Sunday, October 09, 2005

BAND OF GYPSIES

Giero, just off Liszt Ferenc Ter, is one of Budapest’s many cellar bars. It’s cramped and with a constant pall of smoke and you can’t hear anything except the music. On Friday, just as on every night, its barrel-shaped structure reverberated with the soaring and frenzied sound of the Roma (gypsy) house band, and we were seeing them for the first time.

There were five or six musicians of varying ages and we were told that they play in shifting combinations; it seems as if anyone from their number can just turn up and join in. So in this way it’s like a traditional Irish session, but the similarity ends there. For in this band were not one but three players of such virtuosity that it set them apart from any run of the mill folkies, and they might easily have been performing in far less humble surroundings.

Leading the band tonight was a guest fiddler, a stocky bespectacled gent in his fifties. He was a consummate showman and reminded me of a figure from Death in Venice (or Mario’s magician?) in the way that he peered over his glasses at each guest, cajoling them, drawing them out of themselves, and not letting go until he got complete involvement: smiles, nods, or raucous singing along. He strutted up and down between the tables, exuding a simmering sensuality, completely at odds with his age, but which he was obviously unwilling to contain. His scratchy notes sprang out, endlessly playful and unpredictable, teasing the main melody, keeping you hooked.
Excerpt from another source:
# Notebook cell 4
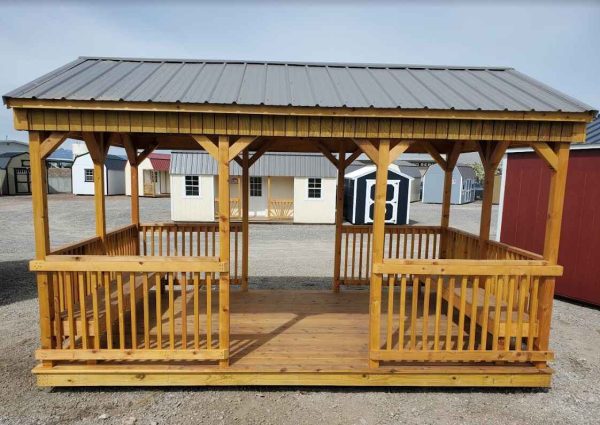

No doubt slightly annoyed to be under this man’s shadow was the usual lead fiddler, a wiry Casanova with sculpted cheekbones like someone from a 1940’s film. This man intently serenaded the women with poignant and lyrical phrases, all the time fixing them with a gaze that could have scorched their skins, as their men shifted uneasily in their chairs. With his instrument thrust under his chin, he adopted a variety of theatrical poses as part of his game. Every now and then he would stop and give a little bow.

Presiding over all this was the Buddha-like cimbalom player enthroned behind his instrument. (This looks something like a small wooden grand piano, and has several different sets of strings, which are hit with beaters.) His presence conferred an air of benevolence to the whole ensemble. He threw a series of amiable glances around the room, quite clearly delighted with his apparently haphazard genius. Moving his arms back and forwards piston-like, he beat out rhythmic patterns with superhuman speed and precision. The slightly out-of-tune cimbalom responded with streams of soft, slightly muffled notes like a silent movie score, or an old music box.

The searingly intense melodies themselves, built from exotic scales, rebounded from the walls and enveloped everyone. They spoke eloquently of another century and a different way of life which these people still live.